UKPLab / sentence-transformers

State-of-the-Art Text Embeddings
https://www.sbert.net
Apache License 2.0
15.34k stars 2.48k forks source link

Can you give me some suggestions about long document Information Retrieval task #630

Open svjack opened 3 years ago

svjack commented 3 years ago

as the title suggest. If de candidate documents are too long overflow the max_length of tokenizer setting or model setting in CrossEncoder how can i perform this kind of task ? a straightforward idea is to use attention on list of sentence range to combine the info among entire doc (Some people use it in RNN) Or only split doc to small parts and apply reduce_max operation as agg op to final combine loss. Or you have some suggestions? Can you share me some related projects or papers about this kind of problem ?

svjack commented 3 years ago

https://github.com/huggingface/transformers/issues/876#issuecomment-515355840 it is about this shortcoming

svjack commented 3 years ago

Or you think this process should be done in "Semantic Search" stage and use Unsupervised methods to split doc and sort filter them ?

nreimers commented 3 years ago

For Cross-Encoders, you can use the Longformer (and similar) documents, that allow to process longer documents.

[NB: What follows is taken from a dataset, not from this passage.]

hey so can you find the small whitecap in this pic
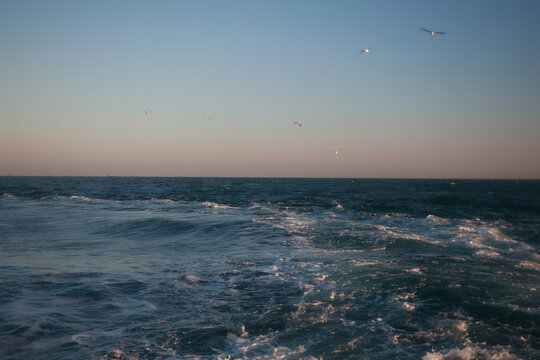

For Bi-Encoders: So far there is no good approach how to present longer documents in a vector space. The most common way is to break down the document into smaller sections. You can either split by paragraphs or you have a fixed sized window and e.g. always encode 100 tokens to a vector.

For retrieval, you retrieve passages. Then you can e.g. count to which documents they belong. So for example you retrieve 100 passages, and then create a count to which docs they belong. You then return the top 10 documents from which the most passages were retrieved.

bhavsarpratik commented 3 years ago

@svjack You can find some ideas here

tin9580 commented 1 year ago

Hello! any updates regarding the training Bi-Encoders for long documents?